LOG: [clang-format] Preserve whitespace in selected macros

Summary:
https://bugs.llvm.org/show_bug.cgi?id=46383

When the c preprocessor stringizes tokens, the generated string literals
are affected by the whitespace. This means clang-format can affect
codegen silently, adding spaces and newlines to strings.  Practically
speaking, the vast majority of cases will be harmless, only affecting
single identifiers or debug macros.

In the interest of doing no harm in other cases though, this introduces
a blacklist option 'WhitespaceSensitiveMacros', which contains a list of
names of function-like macros whose contents should not be touched by
clang-format, period. Clang-format can't automatically detect these
without a real compile context, so users will have to specify it
explicitly (it still beats clang-format off'ing at every invocation).

Defaults include "STRINGIZE", "PP_STRINGIZE", and "BOOST_PP_STRINGIZE".

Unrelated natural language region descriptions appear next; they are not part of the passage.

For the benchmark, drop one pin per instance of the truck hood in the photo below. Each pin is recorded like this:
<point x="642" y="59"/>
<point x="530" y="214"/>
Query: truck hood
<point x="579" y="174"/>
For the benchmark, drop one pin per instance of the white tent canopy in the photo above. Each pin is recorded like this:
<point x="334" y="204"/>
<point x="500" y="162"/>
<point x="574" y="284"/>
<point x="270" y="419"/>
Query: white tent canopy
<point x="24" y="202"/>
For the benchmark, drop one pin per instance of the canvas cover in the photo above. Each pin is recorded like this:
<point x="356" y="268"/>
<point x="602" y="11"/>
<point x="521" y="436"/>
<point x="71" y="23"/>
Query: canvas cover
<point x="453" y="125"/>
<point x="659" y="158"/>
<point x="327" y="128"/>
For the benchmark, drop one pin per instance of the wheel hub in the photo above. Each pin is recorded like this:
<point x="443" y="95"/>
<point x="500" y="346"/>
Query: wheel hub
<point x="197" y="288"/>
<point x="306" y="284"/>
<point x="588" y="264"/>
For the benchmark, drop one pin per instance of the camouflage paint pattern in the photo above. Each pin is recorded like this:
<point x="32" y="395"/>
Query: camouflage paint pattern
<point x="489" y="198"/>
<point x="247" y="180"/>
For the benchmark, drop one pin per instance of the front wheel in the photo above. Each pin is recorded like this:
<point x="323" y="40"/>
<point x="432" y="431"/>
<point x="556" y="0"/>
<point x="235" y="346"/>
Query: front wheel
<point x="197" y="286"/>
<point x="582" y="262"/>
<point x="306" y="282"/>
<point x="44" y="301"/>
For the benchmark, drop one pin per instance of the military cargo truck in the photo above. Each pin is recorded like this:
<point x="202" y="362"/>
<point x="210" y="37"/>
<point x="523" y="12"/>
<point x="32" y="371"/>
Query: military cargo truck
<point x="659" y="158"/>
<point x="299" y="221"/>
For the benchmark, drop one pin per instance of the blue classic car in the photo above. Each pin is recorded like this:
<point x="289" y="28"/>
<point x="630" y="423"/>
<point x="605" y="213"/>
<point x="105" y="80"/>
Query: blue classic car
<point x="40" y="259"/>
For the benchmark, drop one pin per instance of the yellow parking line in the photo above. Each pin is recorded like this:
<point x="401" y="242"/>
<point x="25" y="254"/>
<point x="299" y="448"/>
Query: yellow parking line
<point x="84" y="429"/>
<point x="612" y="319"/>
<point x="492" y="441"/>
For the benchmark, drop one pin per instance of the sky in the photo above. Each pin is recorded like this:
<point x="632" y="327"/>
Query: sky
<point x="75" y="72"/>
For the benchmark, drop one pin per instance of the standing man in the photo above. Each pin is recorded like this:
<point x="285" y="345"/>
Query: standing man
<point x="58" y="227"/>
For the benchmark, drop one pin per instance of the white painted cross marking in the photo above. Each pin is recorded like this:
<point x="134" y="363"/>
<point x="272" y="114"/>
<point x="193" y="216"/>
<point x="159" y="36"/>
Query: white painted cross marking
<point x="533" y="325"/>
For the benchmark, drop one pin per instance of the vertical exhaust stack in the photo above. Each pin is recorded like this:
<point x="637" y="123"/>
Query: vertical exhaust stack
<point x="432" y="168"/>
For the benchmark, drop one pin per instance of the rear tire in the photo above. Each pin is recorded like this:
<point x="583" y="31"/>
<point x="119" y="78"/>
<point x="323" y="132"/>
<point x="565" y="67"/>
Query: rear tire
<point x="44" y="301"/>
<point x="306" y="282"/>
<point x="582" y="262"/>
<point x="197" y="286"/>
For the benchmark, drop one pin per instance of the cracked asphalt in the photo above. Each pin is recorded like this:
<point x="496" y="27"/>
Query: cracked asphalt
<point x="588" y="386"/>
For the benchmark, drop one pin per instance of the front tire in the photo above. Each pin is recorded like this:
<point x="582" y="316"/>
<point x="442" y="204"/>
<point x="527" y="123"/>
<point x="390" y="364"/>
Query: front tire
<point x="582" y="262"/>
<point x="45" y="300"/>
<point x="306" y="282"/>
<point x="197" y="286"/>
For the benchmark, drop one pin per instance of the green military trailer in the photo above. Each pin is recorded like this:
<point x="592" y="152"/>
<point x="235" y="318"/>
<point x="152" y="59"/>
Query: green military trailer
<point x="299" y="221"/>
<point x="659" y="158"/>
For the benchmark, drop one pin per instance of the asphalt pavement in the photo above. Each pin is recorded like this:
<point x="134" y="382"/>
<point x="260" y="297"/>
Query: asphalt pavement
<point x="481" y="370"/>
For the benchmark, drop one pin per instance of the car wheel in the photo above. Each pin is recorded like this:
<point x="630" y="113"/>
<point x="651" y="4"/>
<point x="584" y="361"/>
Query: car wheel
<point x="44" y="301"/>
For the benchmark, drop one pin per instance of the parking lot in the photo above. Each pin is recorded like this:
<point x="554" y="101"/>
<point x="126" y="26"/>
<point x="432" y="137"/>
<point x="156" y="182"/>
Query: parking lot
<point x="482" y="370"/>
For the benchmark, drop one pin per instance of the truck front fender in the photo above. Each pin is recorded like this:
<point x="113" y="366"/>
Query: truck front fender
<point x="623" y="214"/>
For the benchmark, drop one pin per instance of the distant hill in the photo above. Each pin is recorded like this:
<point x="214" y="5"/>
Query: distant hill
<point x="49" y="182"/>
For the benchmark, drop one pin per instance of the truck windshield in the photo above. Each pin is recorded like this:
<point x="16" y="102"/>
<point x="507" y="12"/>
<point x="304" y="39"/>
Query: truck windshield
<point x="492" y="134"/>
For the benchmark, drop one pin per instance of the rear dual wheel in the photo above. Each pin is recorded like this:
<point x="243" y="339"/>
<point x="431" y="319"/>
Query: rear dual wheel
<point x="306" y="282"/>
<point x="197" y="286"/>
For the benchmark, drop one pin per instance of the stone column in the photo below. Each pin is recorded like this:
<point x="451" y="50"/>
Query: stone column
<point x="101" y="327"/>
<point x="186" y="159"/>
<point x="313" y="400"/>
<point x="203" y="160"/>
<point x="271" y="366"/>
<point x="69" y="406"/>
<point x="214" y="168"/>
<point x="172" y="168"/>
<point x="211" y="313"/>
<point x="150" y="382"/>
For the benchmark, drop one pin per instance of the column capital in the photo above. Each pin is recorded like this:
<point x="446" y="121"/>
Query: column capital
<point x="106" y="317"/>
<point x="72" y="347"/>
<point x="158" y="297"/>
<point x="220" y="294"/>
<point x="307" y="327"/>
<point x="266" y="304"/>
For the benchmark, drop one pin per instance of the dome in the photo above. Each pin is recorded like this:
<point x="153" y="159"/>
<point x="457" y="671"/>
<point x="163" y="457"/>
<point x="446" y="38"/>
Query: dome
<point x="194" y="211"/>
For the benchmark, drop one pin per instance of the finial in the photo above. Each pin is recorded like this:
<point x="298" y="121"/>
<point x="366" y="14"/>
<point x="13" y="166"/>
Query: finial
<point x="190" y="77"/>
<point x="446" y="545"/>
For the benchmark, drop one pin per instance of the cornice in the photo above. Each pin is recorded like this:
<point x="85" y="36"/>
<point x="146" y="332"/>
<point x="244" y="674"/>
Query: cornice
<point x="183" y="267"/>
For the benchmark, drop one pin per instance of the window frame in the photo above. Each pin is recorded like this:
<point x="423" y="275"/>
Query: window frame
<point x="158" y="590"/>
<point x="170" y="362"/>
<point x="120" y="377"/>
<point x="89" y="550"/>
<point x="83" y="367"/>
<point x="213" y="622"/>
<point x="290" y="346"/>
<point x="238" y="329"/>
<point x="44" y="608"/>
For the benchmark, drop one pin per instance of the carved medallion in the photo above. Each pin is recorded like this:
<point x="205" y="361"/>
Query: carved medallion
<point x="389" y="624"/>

Subscribers: kristof.beyls, cfe-commits

Tags: #clang

Differential Revision: https://reviews.llvm.org/D82620

Added: 
    

Modified: 
    clang/docs/ClangFormatStyleOptions.rst
    clang/include/clang/Format/Format.h
    clang/lib/Format/Format.cpp
    clang/lib/Format/FormatToken.h
    clang/lib/Format/FormatTokenLexer.cpp
    clang/lib/Format/TokenAnnotator.cpp
    clang/unittests/Format/FormatTest.cpp

Removed: 
    


################################################################################
diff  --git a/clang/docs/ClangFormatStyleOptions.rst b/clang/docs/ClangFormatStyleOptions.rst
index 496e4c651921..e84676760c30 100644
--- a/clang/docs/ClangFormatStyleOptions.rst
+++ b/clang/docs/ClangFormatStyleOptions.rst
@@ -2694,6 +2694,23 @@ the configuration (without a prefix: ``Auto``).
     Use tabs whenever we need to fill whitespace that spans at least from
     one tab stop to the next one.
 
+**WhitespaceSensitiveMacros** (``std::vector<std::string>``)
+  A vector of macros which are whitespace-sensitive and should not be touched.
+
+  These are expected to be macros of the form:
+
+  .. code-block:: c++
+
+    STRINGIZE(...)
+
+  In the .clang-format configuration file, this can be configured like:
+
+  .. code-block:: yaml
+
+    WhitespaceSensitiveMacros: ['STRINGIZE', 'PP_STRINGIZE']
+
+  For example: BOOST_PP_STRINGIZE.
+
 
 
 .. END_FORMAT_STYLE_OPTIONS

diff  --git a/clang/include/clang/Format/Format.h b/clang/include/clang/Format/Format.h
index 96b73211d9ff..3549ec9eee0e 100755
--- a/clang/include/clang/Format/Format.h
+++ b/clang/include/clang/Format/Format.h
@@ -1425,6 +1425,17 @@ struct FormatStyle {
   /// For example: TESTSUITE
   std::vector<std::string> NamespaceMacros;
 
+  /// A vector of macros which are whitespace-sensitive and shouldn't be
+  /// touched.
+  ///
+  /// These are expected to be macros of the form:
+  /// \code
+  ///   STRINGIZE(...)
+  /// \endcode
+  ///
+  /// For example: STRINGIZE
+  std::vector<std::string> WhitespaceSensitiveMacros;
+
   tooling::IncludeStyle IncludeStyle;
 
   /// Indent case labels one level from the switch statement.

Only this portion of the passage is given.